As his words rang out, the audience applauded. Indeed, many here recall that AT&T's Bay Area systems came into being because of some 15 different mergers that the phone giant had taken on since 1996. The point is that just because all the cable companies there had the same name on the door didn't mean they operated or billed in the same way, and it certainly made technology upgrades difficult.
Roberts says Comcast will spend some $650 million in California alone to rebuild cable systems here. "It's unfortunate that almost every single market is somewhere between two-thirds and 70 percent complete when it could be 100 [percent complete]," Roberts says.
He said the company has a plan to manage debt and that the AT&T Broadband acquisition would not damage Comcast's long-term viability and financial health. He says with all the securities Comcast has -- including its Sprint PCS (NYSE: PCS) holdings and the AT&T stock it got from @Home -- the company will steadily pay down its debts, while continuing to add more services and increase revenues.
"We can comfortably make the statement that by the end of 2003, we will be less leveraged -- as a ratio of debt to cash flow -- than we were when we signed up to do AT&T," Roberts says. And Comcast will own 21 percent of AOL Time Warner Inc.'s (NYSE: AOL) cable business to boot, he adds. [Ed. note: AT&T Broadband previously held a stake in Time Warner Cable, which Comcast got in the acquisition.]
Such financial bravado, naturally, must be hedged lest Roberts seem as if he's giving financial guidance. "But can I sit here today and guarantee anything? No. It would be foolish to do that. Probably the first guidance we will give Wall Street will be on that question of what are the costs of the rebuild."
Comcast's determination to upgrade all of its systems doesn’t mean that new services such as cable-based telephony will see the light of day in the next year. "We're going to rebuild the systems," Roberts says, "[However], we're not going to necessarily look to innovate next year. We're not going to look to telephony to drive cash flow next year. The main goal is to rebuild the systems and get the margins up."
The Next Big Thing?
In the past several years, Roberts says, Comcast has taken the Disney approach to launching new products -- namely, launch one new thing at a time and have all facets of the company throw their promotional muscle behind it [Ed. note: Comcast Happy Meals, perhaps?]. The next new thing Comcast will muscle forward is video on demand, Roberts says.
Roberts aims to convince content providers that a personal video recorder in every home is the television world's equivalent to Napster, meaning that customers are becoming accustomed to recording and sharing TV programs free of charge and content makers are losing potential revenues. He says if there's a business model out there where cable companies can offer licensed content on demand, where they -- and not the consumer -- can control the rates, the access, and the storage, then "we should get that model going as fast as possible."

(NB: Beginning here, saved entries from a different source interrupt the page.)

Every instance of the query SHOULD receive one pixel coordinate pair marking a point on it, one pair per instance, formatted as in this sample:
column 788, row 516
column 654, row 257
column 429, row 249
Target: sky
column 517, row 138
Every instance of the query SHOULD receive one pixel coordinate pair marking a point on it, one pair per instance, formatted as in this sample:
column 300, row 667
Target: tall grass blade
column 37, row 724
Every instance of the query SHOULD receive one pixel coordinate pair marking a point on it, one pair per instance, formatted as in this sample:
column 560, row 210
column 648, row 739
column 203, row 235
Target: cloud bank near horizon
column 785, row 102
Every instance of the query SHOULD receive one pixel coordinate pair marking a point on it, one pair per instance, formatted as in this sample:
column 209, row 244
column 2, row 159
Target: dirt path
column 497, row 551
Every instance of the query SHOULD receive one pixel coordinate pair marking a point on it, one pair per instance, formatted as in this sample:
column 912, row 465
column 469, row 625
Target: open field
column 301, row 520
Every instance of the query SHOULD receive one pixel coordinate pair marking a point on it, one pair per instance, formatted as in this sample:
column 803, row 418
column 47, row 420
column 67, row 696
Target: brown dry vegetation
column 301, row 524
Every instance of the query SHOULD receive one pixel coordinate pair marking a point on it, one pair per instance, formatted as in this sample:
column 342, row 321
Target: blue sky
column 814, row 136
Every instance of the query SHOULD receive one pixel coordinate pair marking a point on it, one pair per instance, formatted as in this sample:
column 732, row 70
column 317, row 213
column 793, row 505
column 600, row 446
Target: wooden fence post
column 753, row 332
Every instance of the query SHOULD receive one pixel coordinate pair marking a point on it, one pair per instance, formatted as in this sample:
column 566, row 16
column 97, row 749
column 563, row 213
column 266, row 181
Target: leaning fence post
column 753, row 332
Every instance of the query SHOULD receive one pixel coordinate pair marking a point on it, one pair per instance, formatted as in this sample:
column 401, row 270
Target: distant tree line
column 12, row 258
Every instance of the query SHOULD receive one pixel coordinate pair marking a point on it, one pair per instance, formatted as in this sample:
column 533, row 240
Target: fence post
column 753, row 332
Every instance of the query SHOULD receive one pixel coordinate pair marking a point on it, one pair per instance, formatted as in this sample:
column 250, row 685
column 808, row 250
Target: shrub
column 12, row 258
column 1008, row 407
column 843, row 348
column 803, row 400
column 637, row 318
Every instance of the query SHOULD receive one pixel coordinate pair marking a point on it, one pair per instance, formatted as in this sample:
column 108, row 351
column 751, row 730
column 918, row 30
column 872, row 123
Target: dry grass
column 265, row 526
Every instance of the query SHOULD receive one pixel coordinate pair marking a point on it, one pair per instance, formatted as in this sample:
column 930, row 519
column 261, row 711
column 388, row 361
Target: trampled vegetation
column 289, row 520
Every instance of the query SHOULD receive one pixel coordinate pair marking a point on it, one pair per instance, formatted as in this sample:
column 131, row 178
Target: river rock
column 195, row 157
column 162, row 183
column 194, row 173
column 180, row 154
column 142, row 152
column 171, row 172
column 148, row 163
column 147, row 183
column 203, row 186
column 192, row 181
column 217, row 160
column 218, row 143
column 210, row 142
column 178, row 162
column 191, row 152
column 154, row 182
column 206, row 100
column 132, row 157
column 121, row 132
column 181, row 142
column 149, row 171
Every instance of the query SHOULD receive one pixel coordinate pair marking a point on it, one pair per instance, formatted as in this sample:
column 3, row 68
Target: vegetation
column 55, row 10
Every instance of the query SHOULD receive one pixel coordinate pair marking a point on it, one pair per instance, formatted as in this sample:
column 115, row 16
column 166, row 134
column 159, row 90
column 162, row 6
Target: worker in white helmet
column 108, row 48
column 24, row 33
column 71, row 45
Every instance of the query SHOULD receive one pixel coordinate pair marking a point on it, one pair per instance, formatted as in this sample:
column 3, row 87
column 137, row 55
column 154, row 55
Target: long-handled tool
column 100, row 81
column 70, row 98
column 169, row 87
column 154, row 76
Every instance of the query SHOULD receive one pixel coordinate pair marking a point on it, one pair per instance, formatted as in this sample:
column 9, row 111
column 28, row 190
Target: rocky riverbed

How much of this will come to pass? It should be noted that Comcast hasn't issued a specific capital spending projection for the combined company yet. But Roberts clearly wants to invest in technology in his networks. None of this will be easy. Roberts faces the task of bringing together two fierce competitors under one roof, rebuilding several outdated cable systems, and developing a plan to hack away at the some $30 billion in debt held by the combined company.